Change-Id: I9520b33ccc95d3b473c7b06eba06d3456845f9b6
diff --git a/app/src/main/kotlin/de/ids_mannheim/korapxmltools/KorapXmlTool.kt b/app/src/main/kotlin/de/ids_mannheim/korapxmltools/KorapXmlTool.kt
index 82a27fd..6c06c7f 100644
--- a/app/src/main/kotlin/de/ids_mannheim/korapxmltools/KorapXmlTool.kt
+++ b/app/src/main/kotlin/de/ids_mannheim/korapxmltools/KorapXmlTool.kt
@@ -1677,8 +1677,11 @@
                  val isStructure = zipEntry.name.endsWith("structure.xml")
                  val needsDom = isStructure && (extractAttributesRegex.isNotEmpty() || outputFormat == OutputFormat.KRILL)
                  val isConstituency = zipEntry.name.endsWith("constituency.xml")
+                 val isData = zipEntry.name.endsWith("data.xml")
                  
-                 if (!needsDom && !isConstituency) {
+                 // Use DOM for data.xml (large text content) and structure/constituency (complex parsing)
+                 // Use StAX for annotation files (morpho, dependency, tokens, sentences) for better performance
+                 if (!needsDom && !isConstituency && !isData) {
                      processXmlEntryStax(zipFile, zipPath, zipEntry, foundry, waitForMorpho)
                      return
                  }
@@ -2792,6 +2795,7 @@
         var currentSpan: MorphoSpan? = null
         var currentFromTo: String? = null
         var currentFName: String? = null
+        val textAccumulator = StringBuilder()
         
         while (reader.hasNext()) {
             val event = reader.next()
@@ -2814,6 +2818,7 @@
                             } catch (_: NumberFormatException) {}
                         }
                     } else if (localName == "f" && currentSpan != null) {
+                        textAccumulator.clear()
                         currentFName = reader.getAttributeValue(null, "name")

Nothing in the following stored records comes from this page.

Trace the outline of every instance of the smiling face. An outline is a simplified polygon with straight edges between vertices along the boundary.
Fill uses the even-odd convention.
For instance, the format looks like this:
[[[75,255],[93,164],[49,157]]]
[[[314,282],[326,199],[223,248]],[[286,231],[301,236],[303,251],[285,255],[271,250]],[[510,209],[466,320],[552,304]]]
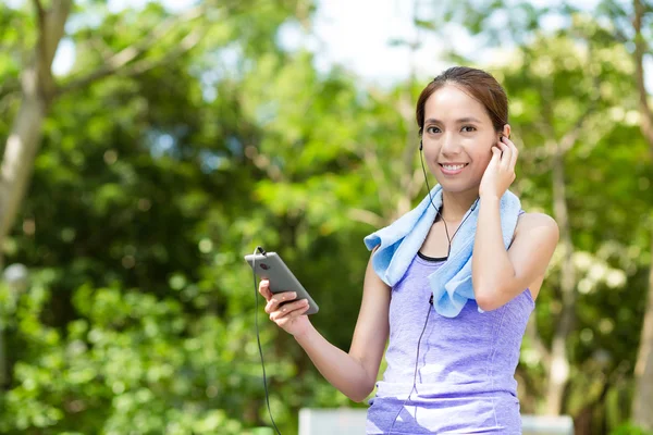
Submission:
[[[479,188],[500,137],[483,104],[456,85],[444,85],[426,101],[423,153],[446,191]]]

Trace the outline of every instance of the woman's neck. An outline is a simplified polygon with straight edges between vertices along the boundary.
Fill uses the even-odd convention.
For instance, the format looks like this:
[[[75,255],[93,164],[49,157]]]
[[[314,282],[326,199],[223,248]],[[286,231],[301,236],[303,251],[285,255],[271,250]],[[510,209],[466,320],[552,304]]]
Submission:
[[[459,222],[465,216],[473,201],[479,197],[478,190],[460,192],[442,192],[442,210],[440,213],[445,222]]]

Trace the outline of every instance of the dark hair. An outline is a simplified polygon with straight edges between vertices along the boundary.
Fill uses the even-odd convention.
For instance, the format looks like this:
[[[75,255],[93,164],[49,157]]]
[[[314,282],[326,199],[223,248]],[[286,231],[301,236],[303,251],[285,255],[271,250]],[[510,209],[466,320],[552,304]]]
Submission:
[[[417,100],[416,115],[420,136],[424,128],[427,100],[433,92],[448,84],[461,87],[471,98],[483,104],[496,132],[501,132],[508,123],[508,97],[496,78],[482,70],[454,66],[429,83]]]

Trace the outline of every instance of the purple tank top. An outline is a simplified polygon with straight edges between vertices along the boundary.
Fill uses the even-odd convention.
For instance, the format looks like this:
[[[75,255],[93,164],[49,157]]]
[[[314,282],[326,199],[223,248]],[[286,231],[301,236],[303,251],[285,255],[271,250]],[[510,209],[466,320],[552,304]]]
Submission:
[[[484,313],[469,300],[456,318],[444,318],[429,303],[427,279],[443,263],[415,256],[392,288],[387,368],[370,399],[367,433],[387,434],[401,409],[393,434],[521,434],[515,369],[534,308],[530,290]],[[428,314],[416,389],[402,407]]]

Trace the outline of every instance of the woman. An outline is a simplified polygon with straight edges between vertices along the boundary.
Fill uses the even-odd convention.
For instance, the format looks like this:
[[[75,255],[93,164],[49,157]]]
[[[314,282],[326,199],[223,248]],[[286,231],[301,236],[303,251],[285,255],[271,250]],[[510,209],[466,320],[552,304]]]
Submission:
[[[268,282],[260,283],[270,319],[293,334],[333,386],[355,401],[378,387],[368,434],[521,433],[515,369],[558,228],[549,215],[520,211],[506,249],[500,202],[517,160],[507,121],[505,91],[483,71],[453,67],[423,89],[420,151],[440,184],[441,207],[398,282],[380,277],[372,252],[348,353],[312,327],[305,301],[280,308],[295,296],[272,296]],[[433,294],[428,276],[447,262],[472,214],[473,297],[454,316],[441,315],[432,299],[426,303]],[[387,369],[377,383],[389,337]]]

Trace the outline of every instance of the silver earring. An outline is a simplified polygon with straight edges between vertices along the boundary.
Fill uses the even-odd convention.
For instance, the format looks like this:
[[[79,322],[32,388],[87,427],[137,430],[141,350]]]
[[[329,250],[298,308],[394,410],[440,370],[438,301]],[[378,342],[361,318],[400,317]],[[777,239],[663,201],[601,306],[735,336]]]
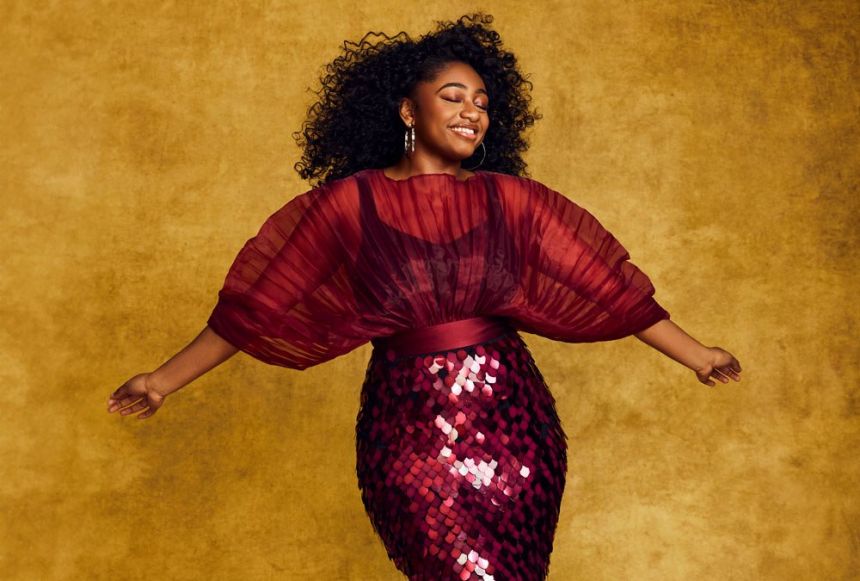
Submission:
[[[464,168],[464,169],[467,169],[467,170],[469,170],[469,171],[472,171],[473,169],[476,169],[476,168],[481,167],[481,164],[482,164],[482,163],[484,163],[484,160],[487,158],[487,147],[484,145],[484,142],[483,142],[483,141],[481,142],[481,147],[483,147],[483,148],[484,148],[484,156],[481,158],[480,163],[478,163],[478,165],[476,165],[475,167],[467,167],[467,168]]]
[[[406,130],[406,133],[403,136],[403,150],[406,152],[406,155],[412,155],[415,153],[415,125],[412,124],[409,126],[409,129]]]

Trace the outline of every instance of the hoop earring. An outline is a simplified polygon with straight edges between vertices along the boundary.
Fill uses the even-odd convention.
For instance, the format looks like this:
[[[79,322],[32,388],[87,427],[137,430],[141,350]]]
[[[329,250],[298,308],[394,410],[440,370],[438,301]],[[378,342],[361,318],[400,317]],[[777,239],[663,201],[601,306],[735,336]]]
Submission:
[[[403,151],[406,153],[406,156],[410,156],[415,153],[415,124],[409,126],[409,129],[406,130],[406,133],[403,135]]]
[[[484,163],[484,160],[485,160],[485,159],[487,159],[487,147],[484,145],[484,142],[483,142],[483,141],[481,142],[481,147],[483,147],[483,148],[484,148],[484,156],[481,158],[480,163],[478,163],[478,165],[476,165],[475,167],[466,167],[466,168],[463,168],[463,169],[466,169],[466,170],[472,171],[473,169],[477,169],[477,168],[481,167],[481,164],[482,164],[482,163]]]

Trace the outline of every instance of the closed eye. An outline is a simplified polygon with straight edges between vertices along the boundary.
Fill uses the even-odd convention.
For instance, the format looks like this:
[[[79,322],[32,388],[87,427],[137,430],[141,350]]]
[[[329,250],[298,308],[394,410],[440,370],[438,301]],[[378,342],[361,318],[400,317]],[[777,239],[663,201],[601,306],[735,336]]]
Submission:
[[[446,97],[442,97],[442,98],[445,99],[446,101],[450,102],[450,103],[459,103],[460,102],[460,99],[448,99]],[[476,107],[478,109],[481,109],[482,111],[487,110],[487,107],[482,107],[481,105],[476,105]]]

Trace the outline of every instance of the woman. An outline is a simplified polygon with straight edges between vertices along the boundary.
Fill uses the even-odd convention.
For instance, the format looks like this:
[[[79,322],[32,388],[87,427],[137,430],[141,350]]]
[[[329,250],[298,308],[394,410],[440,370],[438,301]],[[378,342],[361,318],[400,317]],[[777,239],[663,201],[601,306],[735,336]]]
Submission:
[[[325,179],[248,240],[200,336],[108,404],[147,418],[237,350],[305,369],[372,341],[358,484],[410,579],[547,575],[567,437],[518,331],[636,335],[709,386],[740,379],[669,321],[596,218],[522,175],[539,117],[490,22],[347,48],[297,164]]]

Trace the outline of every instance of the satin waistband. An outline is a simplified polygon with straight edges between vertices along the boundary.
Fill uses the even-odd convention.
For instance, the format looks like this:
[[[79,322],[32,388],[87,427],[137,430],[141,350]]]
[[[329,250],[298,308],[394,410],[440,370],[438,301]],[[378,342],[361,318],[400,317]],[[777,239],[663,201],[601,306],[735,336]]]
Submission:
[[[452,351],[501,337],[513,330],[513,327],[502,318],[471,317],[411,329],[387,337],[375,337],[371,339],[371,343],[376,349],[391,349],[399,355],[418,355]]]

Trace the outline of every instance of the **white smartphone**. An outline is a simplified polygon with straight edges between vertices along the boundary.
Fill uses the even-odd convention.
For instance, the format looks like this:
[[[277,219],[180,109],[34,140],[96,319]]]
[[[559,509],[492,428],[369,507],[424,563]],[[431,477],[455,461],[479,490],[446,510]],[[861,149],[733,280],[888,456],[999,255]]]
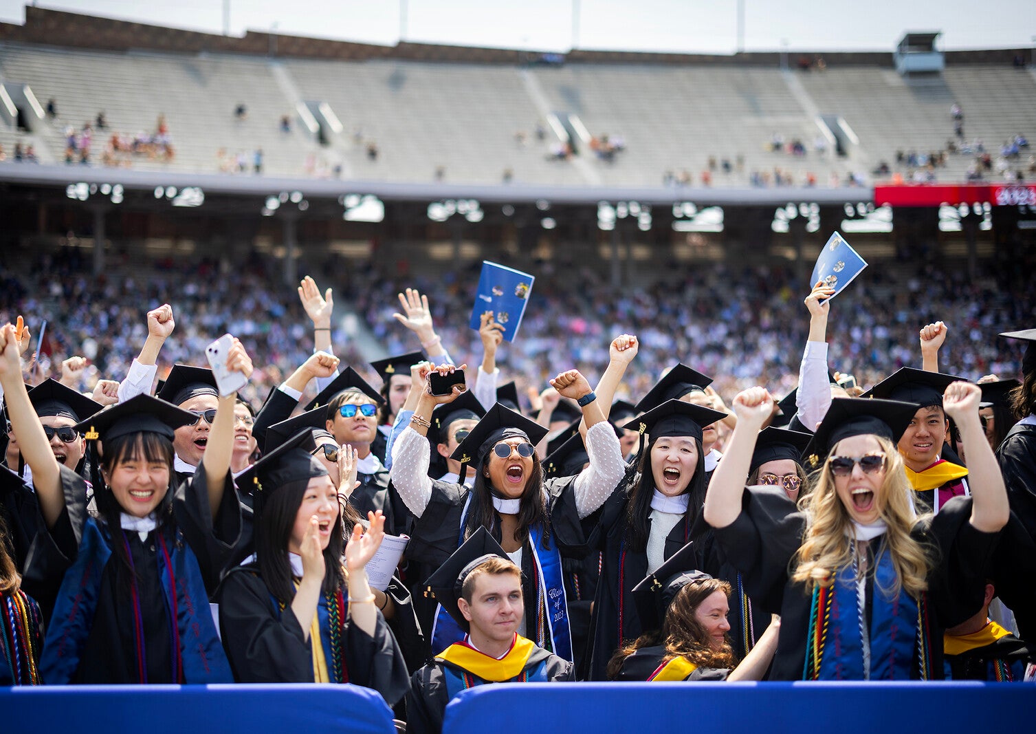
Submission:
[[[227,369],[227,355],[234,344],[234,338],[229,334],[213,341],[205,347],[205,356],[208,358],[208,366],[212,368],[215,375],[215,386],[220,390],[220,395],[227,397],[249,384],[249,378],[243,372],[231,371]]]

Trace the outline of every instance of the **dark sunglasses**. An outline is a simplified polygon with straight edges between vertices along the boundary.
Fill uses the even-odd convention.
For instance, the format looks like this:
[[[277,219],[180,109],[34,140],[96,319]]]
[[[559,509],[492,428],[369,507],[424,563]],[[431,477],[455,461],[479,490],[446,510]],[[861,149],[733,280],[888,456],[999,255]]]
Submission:
[[[832,456],[828,459],[831,473],[836,477],[847,477],[853,473],[853,467],[860,464],[864,474],[873,474],[885,468],[885,454],[867,454],[866,456]]]
[[[378,412],[378,406],[373,402],[365,402],[363,405],[356,405],[350,402],[338,408],[338,412],[342,414],[342,418],[352,418],[356,415],[356,411],[359,411],[362,415],[370,418]]]
[[[330,444],[324,444],[323,446],[318,446],[316,451],[314,451],[311,456],[316,456],[320,451],[324,452],[324,458],[328,461],[338,462],[338,447]]]
[[[191,424],[193,426],[198,425],[198,422],[202,418],[204,418],[205,422],[208,423],[209,425],[212,425],[212,421],[215,420],[215,408],[214,407],[210,407],[207,411],[188,411],[188,413],[193,413],[195,415],[195,422]]]
[[[511,452],[515,449],[518,450],[518,455],[522,458],[528,458],[536,451],[531,444],[518,444],[517,446],[511,446],[511,444],[499,443],[493,447],[493,453],[500,458],[508,458],[511,456]]]
[[[10,426],[10,423],[7,424]],[[10,428],[8,427],[9,431]],[[50,426],[44,426],[44,432],[47,433],[47,440],[50,441],[54,437],[54,434],[58,434],[58,440],[64,444],[70,444],[79,437],[79,431],[71,426],[62,426],[61,428],[51,428]]]
[[[785,474],[783,477],[778,477],[776,474],[760,474],[759,484],[770,486],[780,484],[788,491],[797,491],[802,486],[802,477],[797,474]]]

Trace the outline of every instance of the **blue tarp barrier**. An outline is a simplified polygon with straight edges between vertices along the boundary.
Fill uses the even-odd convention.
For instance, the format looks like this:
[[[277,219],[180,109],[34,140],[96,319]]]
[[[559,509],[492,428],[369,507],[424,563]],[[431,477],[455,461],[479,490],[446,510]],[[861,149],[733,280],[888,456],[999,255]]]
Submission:
[[[0,732],[394,734],[392,710],[355,685],[66,685],[0,688]]]
[[[499,683],[450,702],[442,733],[982,734],[1034,722],[1032,683]]]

                     } else if (localName == "symbol" && currentSpan != null && currentFName == "type") {
                         val value = reader.getAttributeValue(null, "value")?.trim()
@@ -2824,9 +2829,15 @@
                 }
                 XMLStreamConstants.CHARACTERS -> {
                     if (currentSpan != null && currentFName != null && !reader.isWhiteSpace) {
-                        val value = reader.text.trim()
+                        textAccumulator.append(reader.text)
+                    }
+                }
+                XMLStreamConstants.END_ELEMENT -> {
+                    val localName = reader.localName
+                    if (localName == "f" && currentSpan != null && currentFName != null) {
+                        val value = textAccumulator.toString().trim()
                         if (value.isNotEmpty()) {
-                             when (currentFName) {
+                            when (currentFName) {
                                 "lemma" -> if(currentSpan.lemma == "_") currentSpan.lemma = value.replace(UNKNOWN, "--")
                                 "upos" -> currentSpan.upos = value
                                 "xpos", "ctag", "pos" -> if(currentSpan.xpos == "_") currentSpan.xpos = value.replace(UNKNOWN, "--")
@@ -2834,18 +2845,14 @@
                                 "certainty" -> if(currentSpan.misc == "_") currentSpan.misc = value
                             }
                         }
-                    }
-                }
-                XMLStreamConstants.END_ELEMENT -> {
-                    val localName = reader.localName
-                    if (localName == "span") {
+                        textAccumulator.clear()
+                        currentFName = null
+                    } else if (localName == "span") {
                         if (currentSpan != null && currentFromTo != null) {
                             res[currentFromTo] = currentSpan
                         }
                         currentSpan = null
                         currentFromTo = null
-                    } else if (localName == "f") {
-                        currentFName = null
                     }
                 }
             }